On 9 July 2025, Europe’s top human rights tribunal, the European Court of Human Rights (ECHR), issued a landmark judgment that squarely attributes to the Russian Federation a pattern of grave and widespread abuses committed in Ukraine since 2014, including responsibility for the downing of Malaysia Airlines Flight MH17. In one of the largest inter-state cases the Court has ever handled, the Grand Chamber consolidated applications filed by Ukraine and the Netherlands and concluded that Russia bore responsibility for systemic violations across occupied Ukrainian territories—before the full-scale invasion, during it, and up to 16 September 2022, the date Russia exited the Council of Europe. The judges found credible evidence of arbitrary killings of civilians and prisoners of war, torture and unlawful detention, forced deportations, filtration practices, and policies aimed at erasing Ukrainian identity, including the forcible transfer of children. The judgment fixes these findings on the legal record notwithstanding Russia’s attempts to evade accountability. ECHR+1
The merged proceedings cover distinct but linked strands: abuses in Donbas starting in 2014; the abduction and illegal transfer of Ukrainian children to Russia; the Netherlands’ case concerning MH17; and gross violations during Russia’s full-scale invasion launched in February 2022. By confirming jurisdiction over events up to mid-September 2022, the Court underscored that Moscow remains answerable for conduct committed while bound by the European Convention on Human Rights.
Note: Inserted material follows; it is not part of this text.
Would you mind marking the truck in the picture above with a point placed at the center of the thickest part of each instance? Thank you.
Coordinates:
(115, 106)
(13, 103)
The ruling’s breadth—encompassing killings, torture, deportations, and repression of civic and cultural identity—presents a picture of state-directed, systemic wrongdoing rather than isolated incidents. Its conclusions dovetail with broader international concern and reinforce the legal foundations of complementary investigations and accountability efforts moving forward. ECHR
Although the judgment is binding for the period in which Russia was a Council of Europe member, practical enforcement will be contested given Moscow’s withdrawal and refusal to engage. Even so, the decision is pivotal: it authoritatively records Russia’s responsibility, strengthens evidentiary baselines for parallel proceedings, and clarifies that the deportation of children, filtration measures, and other abuses violate core Convention guarantees. United24’s report also notes that Russia declined to participate in the case and highlights a recent OSCE Parliamentary Assembly resolution urging continued military, financial, and humanitarian support for Ukraine—signals that the legal and political momentum behind accountability is intensifying.